Только со мной умрут вечера в Хлебном и в Ильинском, немудре­ное веселое музицирование Владимира Николаевича, негромкий го­лос дяди Мини и молчаливость другого деда, дяди Сани. Последний как-то приснился мне со своей хмуроватой доброй улыбкой и «де­журной» остротой («Простите, я без галстука...»), — и так я плакал во сне от горя и от счастья, что могу его обнять и сказать что-то бла­годарное...
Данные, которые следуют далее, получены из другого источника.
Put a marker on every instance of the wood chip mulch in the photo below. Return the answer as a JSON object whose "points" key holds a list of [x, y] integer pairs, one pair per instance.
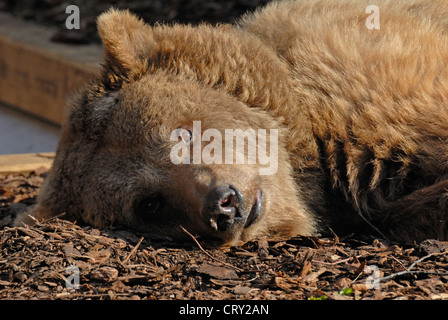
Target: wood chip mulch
{"points": [[59, 259]]}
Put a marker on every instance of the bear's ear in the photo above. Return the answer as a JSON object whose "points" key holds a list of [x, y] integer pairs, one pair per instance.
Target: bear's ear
{"points": [[128, 41]]}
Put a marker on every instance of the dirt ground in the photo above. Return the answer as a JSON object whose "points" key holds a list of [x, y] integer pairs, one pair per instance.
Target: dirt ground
{"points": [[58, 259]]}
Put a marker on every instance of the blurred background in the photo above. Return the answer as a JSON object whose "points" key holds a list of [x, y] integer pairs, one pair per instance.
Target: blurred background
{"points": [[31, 99]]}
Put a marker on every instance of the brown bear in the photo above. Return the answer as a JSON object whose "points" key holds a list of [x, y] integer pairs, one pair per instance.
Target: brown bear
{"points": [[343, 104]]}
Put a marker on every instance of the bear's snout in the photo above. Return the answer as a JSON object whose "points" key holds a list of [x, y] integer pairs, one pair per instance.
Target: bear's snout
{"points": [[225, 206]]}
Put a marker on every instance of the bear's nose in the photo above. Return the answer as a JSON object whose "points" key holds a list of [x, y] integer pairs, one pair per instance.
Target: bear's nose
{"points": [[224, 203]]}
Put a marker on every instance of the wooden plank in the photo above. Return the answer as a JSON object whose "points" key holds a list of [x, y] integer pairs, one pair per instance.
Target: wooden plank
{"points": [[25, 163], [37, 75]]}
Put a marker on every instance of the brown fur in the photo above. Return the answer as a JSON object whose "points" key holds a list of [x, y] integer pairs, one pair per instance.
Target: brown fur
{"points": [[363, 119]]}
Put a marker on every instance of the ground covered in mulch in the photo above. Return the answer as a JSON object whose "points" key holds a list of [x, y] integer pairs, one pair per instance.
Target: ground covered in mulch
{"points": [[59, 259]]}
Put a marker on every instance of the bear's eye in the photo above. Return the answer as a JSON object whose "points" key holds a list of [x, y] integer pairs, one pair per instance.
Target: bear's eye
{"points": [[148, 208]]}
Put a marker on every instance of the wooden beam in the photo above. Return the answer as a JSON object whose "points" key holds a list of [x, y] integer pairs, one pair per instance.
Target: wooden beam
{"points": [[25, 163], [37, 75]]}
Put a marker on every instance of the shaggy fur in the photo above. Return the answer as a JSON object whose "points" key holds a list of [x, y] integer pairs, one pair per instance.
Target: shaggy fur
{"points": [[363, 119]]}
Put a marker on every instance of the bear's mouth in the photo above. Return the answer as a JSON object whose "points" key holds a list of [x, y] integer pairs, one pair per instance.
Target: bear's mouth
{"points": [[255, 211]]}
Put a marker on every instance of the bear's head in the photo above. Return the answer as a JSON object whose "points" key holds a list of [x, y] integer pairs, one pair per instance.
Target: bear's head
{"points": [[176, 131]]}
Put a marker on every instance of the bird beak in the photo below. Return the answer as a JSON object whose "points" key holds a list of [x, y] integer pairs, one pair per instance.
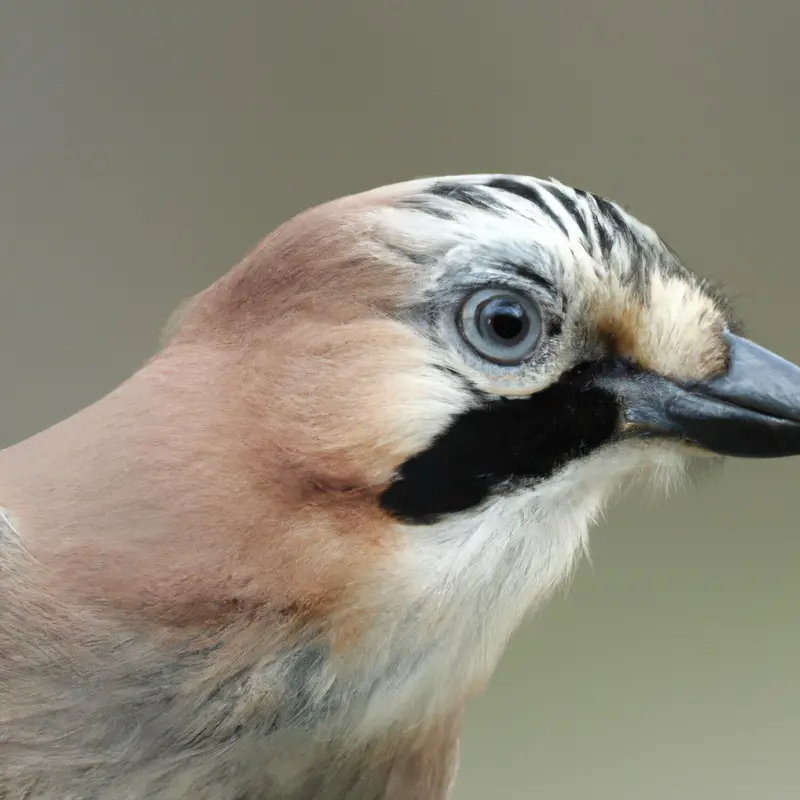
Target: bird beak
{"points": [[751, 411]]}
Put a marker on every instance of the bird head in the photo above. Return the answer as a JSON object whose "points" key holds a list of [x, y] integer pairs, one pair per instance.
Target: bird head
{"points": [[382, 437]]}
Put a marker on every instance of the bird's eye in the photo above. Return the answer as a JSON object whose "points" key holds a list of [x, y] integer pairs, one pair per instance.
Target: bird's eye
{"points": [[501, 325]]}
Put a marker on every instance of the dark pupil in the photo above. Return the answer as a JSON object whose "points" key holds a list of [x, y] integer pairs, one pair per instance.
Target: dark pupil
{"points": [[504, 320]]}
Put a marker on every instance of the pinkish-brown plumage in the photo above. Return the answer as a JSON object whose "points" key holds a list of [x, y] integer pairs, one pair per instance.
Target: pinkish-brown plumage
{"points": [[237, 575]]}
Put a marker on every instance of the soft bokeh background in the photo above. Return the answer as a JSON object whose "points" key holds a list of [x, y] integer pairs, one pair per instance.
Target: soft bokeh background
{"points": [[144, 147]]}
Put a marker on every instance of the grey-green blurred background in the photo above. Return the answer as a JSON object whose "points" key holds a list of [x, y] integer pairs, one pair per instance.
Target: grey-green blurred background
{"points": [[144, 147]]}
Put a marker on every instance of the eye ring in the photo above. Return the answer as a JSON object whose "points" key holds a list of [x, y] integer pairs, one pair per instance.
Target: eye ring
{"points": [[501, 325]]}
Пусть земля будет им пухом! Мы росли в нелегкое, очень нелег­кое время, но именно во многом благодаря этим людям, когда дума­ешь о своих первых годах, в памяти звучат строки поэта:

Серебряной звездой летит в ладони детство,

Мерцает и звенит, спеша уверить всех,

Что жить нам — не устать, глядеть — не наглядеться

На этот первый снег, на этот первый снег.

(Николай Рыленков)


ПОСТСКРИПТУМ ...ЛЕТ СПУСТЯ

Попал я как-то в безумно привилегированную поликлинику в одном из арбатских переулков. Уж и не вспомню, вместо каких старых до­мов вознеслось это громадное помпезное здание, рядом с которым до­вольно внушительный в прежнее время особняк, служивший гнездом аксаковского семейства, нынче выглядит карликом, а уж про крохот­ный одноэтажный с мезонином домишко музея Герцена нечего и го­ворить!
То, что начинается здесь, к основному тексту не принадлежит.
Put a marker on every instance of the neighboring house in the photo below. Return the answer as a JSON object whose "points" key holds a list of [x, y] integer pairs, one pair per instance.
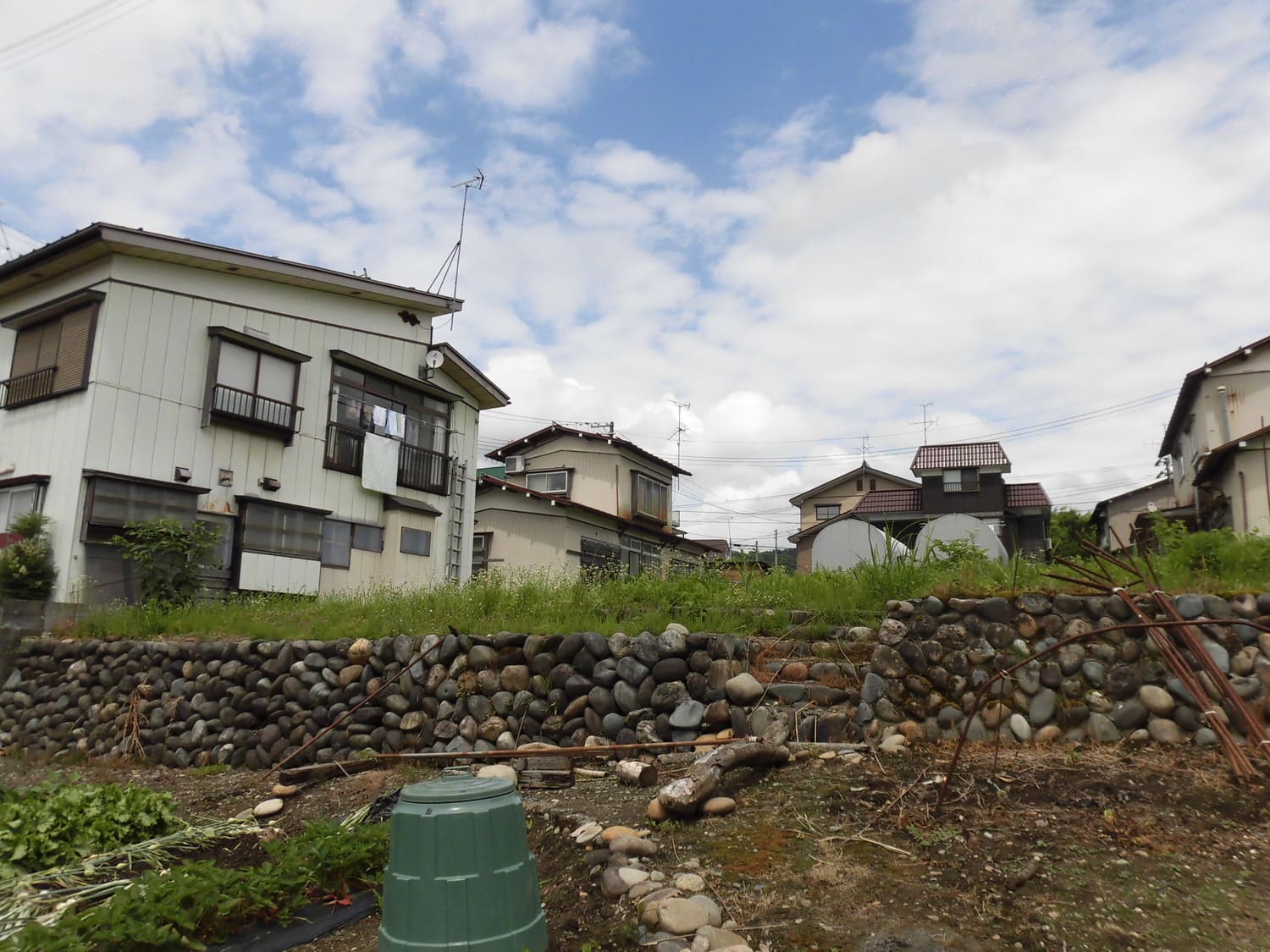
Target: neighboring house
{"points": [[831, 499], [305, 413], [968, 479], [1217, 443], [1117, 520], [574, 499]]}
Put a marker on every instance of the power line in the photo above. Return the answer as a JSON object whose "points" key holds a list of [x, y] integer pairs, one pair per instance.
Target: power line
{"points": [[66, 30]]}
Фамилия доктора, исписывавшей страничку за страничкой в моем скорбном листе, как некогда именовалась история болезни, была не столь уж редкой, но меня, пришедшего сюда Староконюшенным, ка­ким годами хаживал в школу, подмывало задать один вопрос.

И я не удержался:

— Скажите, пожалуйста, среди ваших родственников не было такого — Шуры Иноземцева?

Оказывается, был некий «дядя Шура», по возрасту, пожалуй, ровня мне, но вот жил ли он в Староконюшенном, довольно моло­дая племянница не знает, на ее памяти он обитал далеко отсюда — в Конькове. Там и умер. Воевал, был в плену.

Я-то, как и другие выходцы из предвоенного 9-А, временами встречавшиеся до самых последних лет, думал, что Шура разделил участь Левы Барама, летчика Володи Богдановича, Володи Лобано­ва, Феди Пальдяева, то ли убитых, то ли пропавших без вести. Впро­чем, по последней «категории» проходили и пленные.

Не знаю, дополнит ли мой доктор ту краткую «справку», какую я от нее уже получил; узнаю ли подробности одной из миллионов горьких судеб. Тут может таиться такая давняя семейная боль, на­чиная с самого Шуры, конечно, не избежавшего ни печально памят­ных проверок, возможно, даже лагеря и «срока», который «полагал­ся» этим несчастным людям, поголовно объявленным «изменниками родины», и как минимум — тягостного клейма во все вынюхива­ющих анкетах, будь они прокляты.